IMO, Purism's biggest innovation is their business plan, they're profitable selling a small number of phones. The Ubuntu Edge failed their crowdfunding campaign with $12M pledged; the Purism succeeded with $2.5M.

The business plans of Nokia, OpenMoko, Firefox and Ubuntu all depended on selling millions of phones. Built on the ashes of those efforts, Purism appears to have a viable business plan making good profits selling many thousands.

Nokia's N770-N9 Maemo/Meego saga was profitable despite being a side-project and having little to no marketing.

It's the best mobile platform I've ever tried.
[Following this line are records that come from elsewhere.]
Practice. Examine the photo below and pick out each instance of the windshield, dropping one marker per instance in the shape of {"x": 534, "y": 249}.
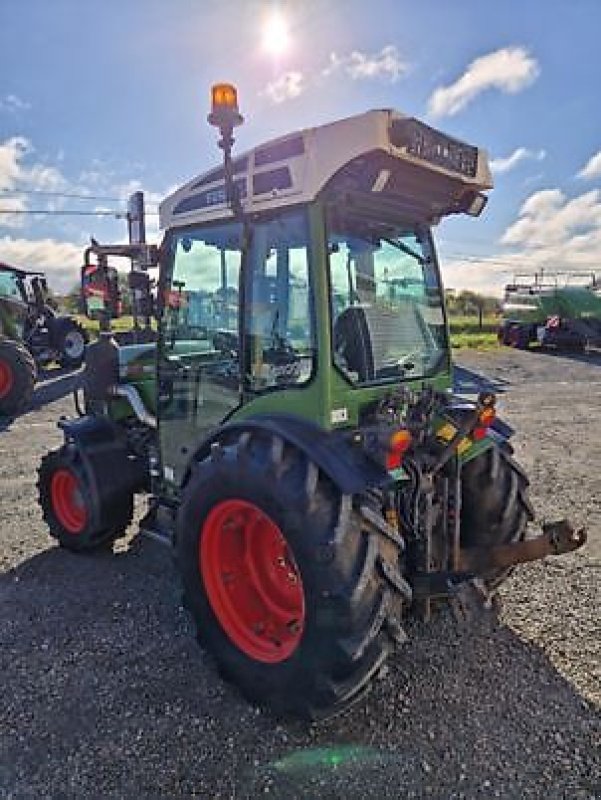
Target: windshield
{"x": 387, "y": 312}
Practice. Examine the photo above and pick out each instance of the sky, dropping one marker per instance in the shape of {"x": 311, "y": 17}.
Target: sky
{"x": 102, "y": 98}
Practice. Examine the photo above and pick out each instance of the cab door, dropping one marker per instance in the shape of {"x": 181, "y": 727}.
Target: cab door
{"x": 199, "y": 351}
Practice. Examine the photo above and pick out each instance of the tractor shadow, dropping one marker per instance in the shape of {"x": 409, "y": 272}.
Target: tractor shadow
{"x": 467, "y": 382}
{"x": 592, "y": 357}
{"x": 100, "y": 653}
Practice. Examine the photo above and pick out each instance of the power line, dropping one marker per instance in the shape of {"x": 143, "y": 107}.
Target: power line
{"x": 63, "y": 194}
{"x": 72, "y": 213}
{"x": 72, "y": 195}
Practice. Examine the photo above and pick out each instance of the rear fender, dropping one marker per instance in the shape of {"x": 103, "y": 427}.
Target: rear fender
{"x": 498, "y": 435}
{"x": 100, "y": 447}
{"x": 348, "y": 467}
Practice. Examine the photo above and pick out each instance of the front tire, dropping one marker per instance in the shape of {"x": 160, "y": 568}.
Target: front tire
{"x": 284, "y": 581}
{"x": 72, "y": 344}
{"x": 495, "y": 508}
{"x": 17, "y": 377}
{"x": 67, "y": 501}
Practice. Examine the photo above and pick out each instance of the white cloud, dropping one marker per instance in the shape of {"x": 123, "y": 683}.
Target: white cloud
{"x": 552, "y": 232}
{"x": 386, "y": 64}
{"x": 500, "y": 165}
{"x": 592, "y": 169}
{"x": 59, "y": 260}
{"x": 15, "y": 175}
{"x": 549, "y": 219}
{"x": 509, "y": 70}
{"x": 287, "y": 86}
{"x": 13, "y": 104}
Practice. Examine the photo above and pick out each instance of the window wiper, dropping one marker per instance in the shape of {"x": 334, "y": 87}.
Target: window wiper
{"x": 406, "y": 249}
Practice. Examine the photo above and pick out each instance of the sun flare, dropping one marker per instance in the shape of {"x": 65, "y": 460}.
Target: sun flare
{"x": 276, "y": 38}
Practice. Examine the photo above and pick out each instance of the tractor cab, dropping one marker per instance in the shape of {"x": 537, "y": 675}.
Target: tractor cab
{"x": 303, "y": 278}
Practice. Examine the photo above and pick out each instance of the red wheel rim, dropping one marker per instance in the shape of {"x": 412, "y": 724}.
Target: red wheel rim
{"x": 6, "y": 378}
{"x": 252, "y": 581}
{"x": 67, "y": 501}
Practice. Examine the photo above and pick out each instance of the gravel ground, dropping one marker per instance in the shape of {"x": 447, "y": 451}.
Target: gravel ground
{"x": 105, "y": 693}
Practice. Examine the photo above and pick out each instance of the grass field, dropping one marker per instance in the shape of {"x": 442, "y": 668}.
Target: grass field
{"x": 467, "y": 334}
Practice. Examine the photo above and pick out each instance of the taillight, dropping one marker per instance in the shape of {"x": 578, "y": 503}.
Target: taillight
{"x": 397, "y": 446}
{"x": 485, "y": 420}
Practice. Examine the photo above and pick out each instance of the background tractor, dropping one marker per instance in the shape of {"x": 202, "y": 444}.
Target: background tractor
{"x": 294, "y": 427}
{"x": 48, "y": 336}
{"x": 17, "y": 366}
{"x": 552, "y": 309}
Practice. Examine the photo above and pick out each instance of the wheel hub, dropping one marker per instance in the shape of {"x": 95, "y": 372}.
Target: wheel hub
{"x": 67, "y": 501}
{"x": 252, "y": 581}
{"x": 74, "y": 344}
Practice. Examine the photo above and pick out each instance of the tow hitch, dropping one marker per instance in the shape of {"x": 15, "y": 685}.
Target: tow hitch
{"x": 557, "y": 538}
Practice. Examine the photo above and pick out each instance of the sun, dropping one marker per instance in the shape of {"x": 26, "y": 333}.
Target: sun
{"x": 275, "y": 38}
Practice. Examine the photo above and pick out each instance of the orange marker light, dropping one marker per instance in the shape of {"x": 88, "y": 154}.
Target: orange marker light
{"x": 399, "y": 443}
{"x": 224, "y": 94}
{"x": 224, "y": 106}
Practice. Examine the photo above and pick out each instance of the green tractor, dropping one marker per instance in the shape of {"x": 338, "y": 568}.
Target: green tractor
{"x": 17, "y": 365}
{"x": 294, "y": 427}
{"x": 551, "y": 309}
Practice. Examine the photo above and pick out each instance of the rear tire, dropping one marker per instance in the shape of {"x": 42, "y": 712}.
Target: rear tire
{"x": 17, "y": 377}
{"x": 495, "y": 507}
{"x": 345, "y": 618}
{"x": 66, "y": 499}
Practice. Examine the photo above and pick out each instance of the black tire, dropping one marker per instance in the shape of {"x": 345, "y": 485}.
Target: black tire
{"x": 502, "y": 334}
{"x": 518, "y": 336}
{"x": 495, "y": 507}
{"x": 351, "y": 611}
{"x": 17, "y": 377}
{"x": 88, "y": 536}
{"x": 71, "y": 345}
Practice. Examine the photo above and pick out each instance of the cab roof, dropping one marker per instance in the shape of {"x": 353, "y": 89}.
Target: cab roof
{"x": 379, "y": 153}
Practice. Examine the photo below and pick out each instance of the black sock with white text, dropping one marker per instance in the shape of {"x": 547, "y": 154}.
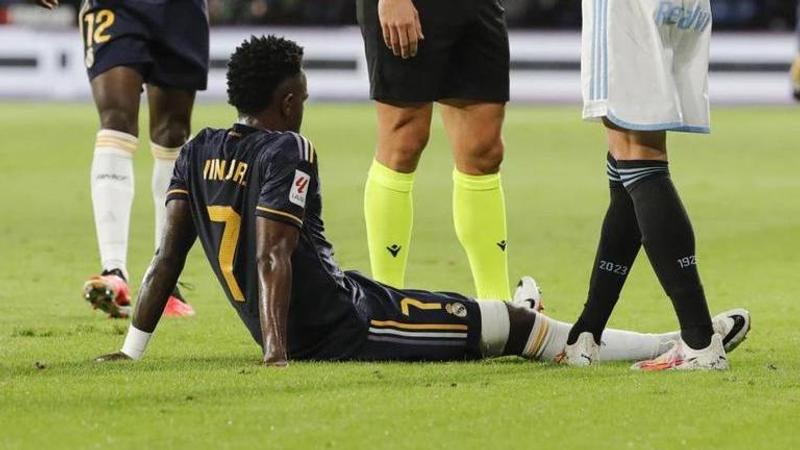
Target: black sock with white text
{"x": 668, "y": 239}
{"x": 619, "y": 244}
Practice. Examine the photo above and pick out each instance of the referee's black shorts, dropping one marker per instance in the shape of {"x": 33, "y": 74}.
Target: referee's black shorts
{"x": 464, "y": 54}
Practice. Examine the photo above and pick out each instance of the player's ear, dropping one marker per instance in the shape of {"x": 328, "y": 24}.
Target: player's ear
{"x": 287, "y": 106}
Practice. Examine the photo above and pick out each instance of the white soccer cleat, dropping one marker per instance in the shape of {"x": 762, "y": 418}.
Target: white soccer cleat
{"x": 528, "y": 294}
{"x": 683, "y": 357}
{"x": 732, "y": 326}
{"x": 583, "y": 353}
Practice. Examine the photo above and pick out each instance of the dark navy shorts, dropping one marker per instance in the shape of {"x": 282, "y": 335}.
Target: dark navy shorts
{"x": 413, "y": 325}
{"x": 164, "y": 40}
{"x": 465, "y": 53}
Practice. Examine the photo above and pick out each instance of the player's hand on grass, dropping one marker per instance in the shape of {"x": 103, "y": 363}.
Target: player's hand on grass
{"x": 49, "y": 4}
{"x": 401, "y": 27}
{"x": 117, "y": 356}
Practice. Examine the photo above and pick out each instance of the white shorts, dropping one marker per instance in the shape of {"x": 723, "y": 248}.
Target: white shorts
{"x": 644, "y": 63}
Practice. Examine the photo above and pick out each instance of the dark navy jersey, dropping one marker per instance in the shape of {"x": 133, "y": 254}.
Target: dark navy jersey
{"x": 232, "y": 176}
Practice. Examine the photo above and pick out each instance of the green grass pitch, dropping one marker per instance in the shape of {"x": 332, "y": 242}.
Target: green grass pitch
{"x": 200, "y": 386}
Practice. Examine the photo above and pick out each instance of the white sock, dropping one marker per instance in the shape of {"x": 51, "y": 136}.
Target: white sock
{"x": 112, "y": 195}
{"x": 549, "y": 337}
{"x": 163, "y": 165}
{"x": 621, "y": 345}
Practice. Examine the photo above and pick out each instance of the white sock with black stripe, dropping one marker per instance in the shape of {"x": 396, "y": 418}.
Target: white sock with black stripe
{"x": 549, "y": 337}
{"x": 112, "y": 195}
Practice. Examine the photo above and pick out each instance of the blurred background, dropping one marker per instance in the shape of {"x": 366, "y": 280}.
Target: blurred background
{"x": 753, "y": 47}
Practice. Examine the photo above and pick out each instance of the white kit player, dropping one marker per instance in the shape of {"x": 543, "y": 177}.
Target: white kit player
{"x": 645, "y": 72}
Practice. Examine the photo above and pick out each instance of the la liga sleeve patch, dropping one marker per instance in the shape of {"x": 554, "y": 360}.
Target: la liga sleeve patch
{"x": 300, "y": 185}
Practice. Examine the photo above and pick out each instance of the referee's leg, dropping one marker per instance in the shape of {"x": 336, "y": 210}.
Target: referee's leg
{"x": 403, "y": 130}
{"x": 475, "y": 132}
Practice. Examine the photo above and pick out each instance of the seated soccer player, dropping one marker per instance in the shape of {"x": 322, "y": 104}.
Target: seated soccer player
{"x": 251, "y": 193}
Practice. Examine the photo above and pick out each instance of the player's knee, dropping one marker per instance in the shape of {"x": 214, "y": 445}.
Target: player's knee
{"x": 172, "y": 133}
{"x": 482, "y": 159}
{"x": 119, "y": 119}
{"x": 403, "y": 151}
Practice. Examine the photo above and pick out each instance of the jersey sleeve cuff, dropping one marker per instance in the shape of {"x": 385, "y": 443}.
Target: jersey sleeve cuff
{"x": 177, "y": 194}
{"x": 280, "y": 216}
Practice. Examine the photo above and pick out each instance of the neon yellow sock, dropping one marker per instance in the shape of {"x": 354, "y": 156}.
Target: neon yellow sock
{"x": 389, "y": 214}
{"x": 479, "y": 213}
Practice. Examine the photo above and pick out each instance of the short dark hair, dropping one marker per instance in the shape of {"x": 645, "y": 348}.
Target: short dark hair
{"x": 256, "y": 69}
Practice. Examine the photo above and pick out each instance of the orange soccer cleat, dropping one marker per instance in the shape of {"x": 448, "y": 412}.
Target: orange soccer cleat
{"x": 109, "y": 292}
{"x": 177, "y": 306}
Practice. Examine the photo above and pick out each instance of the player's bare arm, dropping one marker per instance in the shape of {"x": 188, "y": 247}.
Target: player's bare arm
{"x": 163, "y": 273}
{"x": 275, "y": 244}
{"x": 401, "y": 27}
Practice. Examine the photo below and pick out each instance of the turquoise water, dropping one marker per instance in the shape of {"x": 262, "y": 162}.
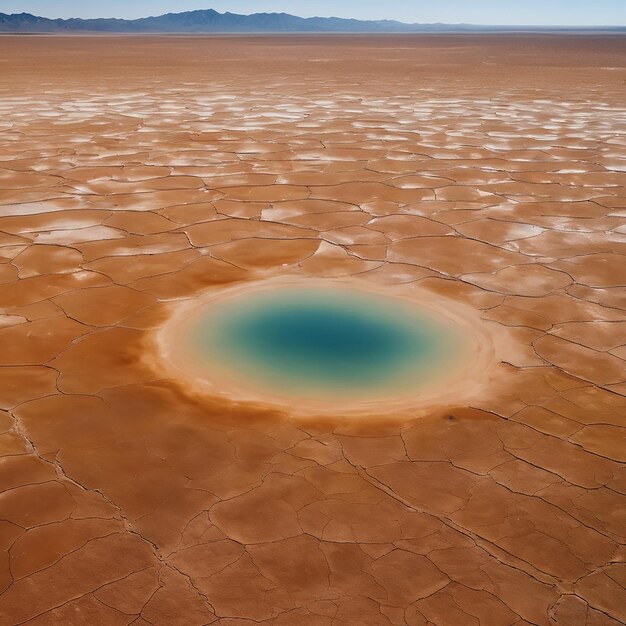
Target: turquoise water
{"x": 322, "y": 342}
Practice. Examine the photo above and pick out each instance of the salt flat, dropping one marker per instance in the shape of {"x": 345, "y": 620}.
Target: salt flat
{"x": 140, "y": 173}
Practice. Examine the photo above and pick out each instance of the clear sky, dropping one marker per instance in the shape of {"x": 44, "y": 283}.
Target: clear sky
{"x": 507, "y": 12}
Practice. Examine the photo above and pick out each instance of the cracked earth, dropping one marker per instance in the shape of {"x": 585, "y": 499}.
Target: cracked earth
{"x": 137, "y": 174}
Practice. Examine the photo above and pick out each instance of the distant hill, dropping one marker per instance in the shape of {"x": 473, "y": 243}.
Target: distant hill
{"x": 210, "y": 21}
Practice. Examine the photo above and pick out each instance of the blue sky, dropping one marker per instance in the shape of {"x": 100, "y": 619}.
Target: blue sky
{"x": 527, "y": 12}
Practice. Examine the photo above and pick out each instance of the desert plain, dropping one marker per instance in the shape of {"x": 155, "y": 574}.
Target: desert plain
{"x": 140, "y": 173}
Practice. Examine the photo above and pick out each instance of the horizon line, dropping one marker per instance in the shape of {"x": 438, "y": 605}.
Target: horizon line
{"x": 333, "y": 17}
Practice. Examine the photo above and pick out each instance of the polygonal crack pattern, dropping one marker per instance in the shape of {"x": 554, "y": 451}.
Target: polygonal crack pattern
{"x": 135, "y": 175}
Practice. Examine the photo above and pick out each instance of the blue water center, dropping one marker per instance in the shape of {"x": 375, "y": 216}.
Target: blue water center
{"x": 322, "y": 342}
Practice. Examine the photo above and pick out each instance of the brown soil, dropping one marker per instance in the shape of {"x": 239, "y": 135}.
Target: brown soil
{"x": 140, "y": 173}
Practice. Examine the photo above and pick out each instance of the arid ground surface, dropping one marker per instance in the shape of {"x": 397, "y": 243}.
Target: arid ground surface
{"x": 139, "y": 173}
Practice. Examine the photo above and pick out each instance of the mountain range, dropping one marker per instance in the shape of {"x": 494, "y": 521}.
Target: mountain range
{"x": 210, "y": 21}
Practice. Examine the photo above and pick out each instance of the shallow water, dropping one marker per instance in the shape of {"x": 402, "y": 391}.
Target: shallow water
{"x": 323, "y": 342}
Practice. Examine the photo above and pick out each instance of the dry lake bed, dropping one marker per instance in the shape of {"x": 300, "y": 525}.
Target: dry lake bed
{"x": 313, "y": 330}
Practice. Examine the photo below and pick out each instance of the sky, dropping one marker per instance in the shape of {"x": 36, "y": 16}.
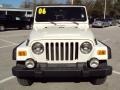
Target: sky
{"x": 16, "y": 3}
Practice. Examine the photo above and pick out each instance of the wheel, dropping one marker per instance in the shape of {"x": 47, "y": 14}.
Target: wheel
{"x": 24, "y": 81}
{"x": 2, "y": 28}
{"x": 27, "y": 27}
{"x": 98, "y": 81}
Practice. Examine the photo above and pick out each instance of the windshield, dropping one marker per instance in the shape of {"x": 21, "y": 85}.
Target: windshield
{"x": 46, "y": 14}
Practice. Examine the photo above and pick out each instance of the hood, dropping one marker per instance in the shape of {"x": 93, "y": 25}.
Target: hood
{"x": 61, "y": 33}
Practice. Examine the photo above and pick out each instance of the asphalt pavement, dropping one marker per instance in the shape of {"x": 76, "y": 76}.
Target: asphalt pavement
{"x": 9, "y": 39}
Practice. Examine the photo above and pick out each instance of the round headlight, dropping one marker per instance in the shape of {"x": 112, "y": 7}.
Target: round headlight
{"x": 86, "y": 47}
{"x": 94, "y": 63}
{"x": 30, "y": 63}
{"x": 37, "y": 48}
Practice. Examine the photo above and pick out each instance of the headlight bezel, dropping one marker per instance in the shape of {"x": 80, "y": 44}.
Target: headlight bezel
{"x": 39, "y": 48}
{"x": 86, "y": 47}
After all, it was just a tweaked Debian distro.

It's exciting to see Purism might head the pure Linux stack way, not just a de-Googled Android route. I also wish Jolla eventually open sources Sailfish, or gets bought by someone who does this.

Nokia (Maemo) - not really, it was more of a side project that worked pretty well for them and still would with such volumes as it got. They had a chance to turn it into something bigger, but waited for too long, playing internal battles between Maemo and Symbian teams, so eventually Microsoft came and pulled out the plug.

OpenMoko - not really, it was major mismanagement in other areas (and some poor luck) that killed it, but AFAIR production volume was actually being predicted quite well.

Firefox OS, Ubuntu Edge - sure.

Totally agree, Nokia had it in its hand to create a third option. Nokia had lots of consumer good will, the N900 (and Maemo) was super well received specially by developers but it could even compete against Android for normal consumers as well.

They should have iterated on this with every flagship phone and push it to the cheaper phones as well.

I was so sad and angry when this never came together. They just spiraled out of control after that.

I think what's helping here is also gradual commoditization of mobile hardware components.
Almost a return to the 70s era of computer startups! I'm hopeful for their success.
I'm very happy with my Purism Libre 13. PureOS I don't care for, but Ubuntu Budgie runs like a dream and the hardware quality is great.